The hour-and-a-half trip was like the world’s longest panhandle.  I guess Jack’s shtick is all he has left, because he kept it up long after I’d given him the five bucks he’d asked for and made it clear he wasn’t getting any more out of me.  That makes me sad.  Jack used to be more interesting.

 

We reminisced a little about his old running gang:  Cat Eyes, Big Al, and Steve who never did get a colorful nickname.  They’re all still on the road, although Jack says Steve was married for a while and is only just now de-trailered and single again.  We talked about the winter I had to cut through the duct-tape Cat Eyes used to keep his boots on to check for frostbite, and how sad it was that Big Al had ripped off a local shop-owner who is usually kind to the homeless and, as a result, wasn’t welcome in town by anyone these days.  It was a little like running into an old friend and a little like going back to a job I was no longer suited for, but mostly it made my car smell like unwashed man and wood smoke.

 

Still, it’s nice to live in a world small enough that I know the hobos on the road; when to stop, and when to keep driving.  The alternative—to always have to keep driving—seems both lonely and wrong.  I may be done letting homeless men live in my basement, but hopefully I will never have to stop offering them rides back to town.


Miracle Fruit

November 22, 2008

 

I am a complete fool for culinary curiosities.  The are  three jars of candied olives, a bottle of truffle oil, two different kinds of black rice, and several packets of instant pho in my kitchen cabinets right now.  For a few months, my friends Kevin and Sara had to avoid coming to dinner because I kept threatening to make chicken with truffles I had bought at TJ Maxx.  (When I finally opened the jar, they were dry, gritty things and I threw them away. I’m a sucker, but a picky one.)  
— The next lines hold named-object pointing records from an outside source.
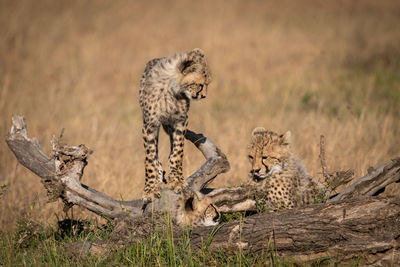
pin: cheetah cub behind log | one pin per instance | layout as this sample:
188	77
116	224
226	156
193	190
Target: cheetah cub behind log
166	88
276	169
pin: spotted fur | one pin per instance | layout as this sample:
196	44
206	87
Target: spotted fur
275	166
166	88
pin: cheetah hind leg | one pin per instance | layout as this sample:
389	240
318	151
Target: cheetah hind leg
175	179
152	185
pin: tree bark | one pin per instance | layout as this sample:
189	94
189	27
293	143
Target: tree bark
346	227
345	230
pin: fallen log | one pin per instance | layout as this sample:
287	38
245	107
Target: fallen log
367	227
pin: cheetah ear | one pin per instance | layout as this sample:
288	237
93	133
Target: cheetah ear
193	61
195	55
285	138
258	130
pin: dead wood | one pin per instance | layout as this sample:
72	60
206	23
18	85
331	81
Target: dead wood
344	230
369	226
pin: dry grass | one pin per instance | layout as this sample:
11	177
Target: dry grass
313	67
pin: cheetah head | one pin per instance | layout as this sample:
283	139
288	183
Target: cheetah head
196	75
268	153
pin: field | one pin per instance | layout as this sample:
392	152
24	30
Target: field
311	67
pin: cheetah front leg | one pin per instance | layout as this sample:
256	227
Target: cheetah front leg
175	161
153	169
But Miracle Fruit is by far the strangest and coolest thing I’ve tried in a long time.  It’s a berry that (and this is just such a strange idea) has something called miraculin in it that bonds to your taste buds and temporarily keeps you from tasting the sourness of things.  

I bought my Miracle Fruit in tablet form on Ebay.  So, yes, just to clarify–I bought strange pills from an unknown person and let one dissolve on my tongue.  If you think this is the first time I’ve ever done that, you’re clearly a stranger who has just wandered over here from someplace a little more sheltered.  But anyway…  So, I let the pill dissolve on my tongue and then waited two minutes, as instructed by the few English directions on the box.  After two minutes, I took a giant swig of cranberry juice and almost spit it out because it was so sweet!  There was no bitterness it all.  So I tried orange juice.  Same thing.  Tastes like Sunny-D.  (So, yeah, gross.)  

“Well,” I thought, because I am prone thinking these sorts of things, “so what if it can make orange juice taste like Sunny-D?  Can it make lemon juice taste good?  I bet not!”  And then I liberally squeezed the plastic lemon until I had a good mouthful of juice.  (Maybe proof that all this dissolving-tabs-from-strangers stuff has been less than a great idea.)  And it wasn’t sour at all!  It tasted like those candied lemon wedges that sat on my great-grandmother’s coffee table.  (Again, not really a taste I’d go looking for, but you get the point.)

If you know me, you are probably going to get a box of these for Christmas, and maybe a few grapefruit or kumquats.  And you won’t believe me that it works as well as it does until you squeeze juice from your own plastic lemon onto your tongue


Changed

November 9, 2008

I feel like I’ve died and gone to America.

–composer Barry Franklin

I can’t stop crying.  I have been crying for five days now.  Every time someone says something to me that includes the words “President Obama,” I well up.  Jessie Jackson, Will Smith, and Oprah Winfrey cry, and I’m snot-nosed and red-eyed right along with them.  Colin Powell cries and–defends his right to cry–and I weep.  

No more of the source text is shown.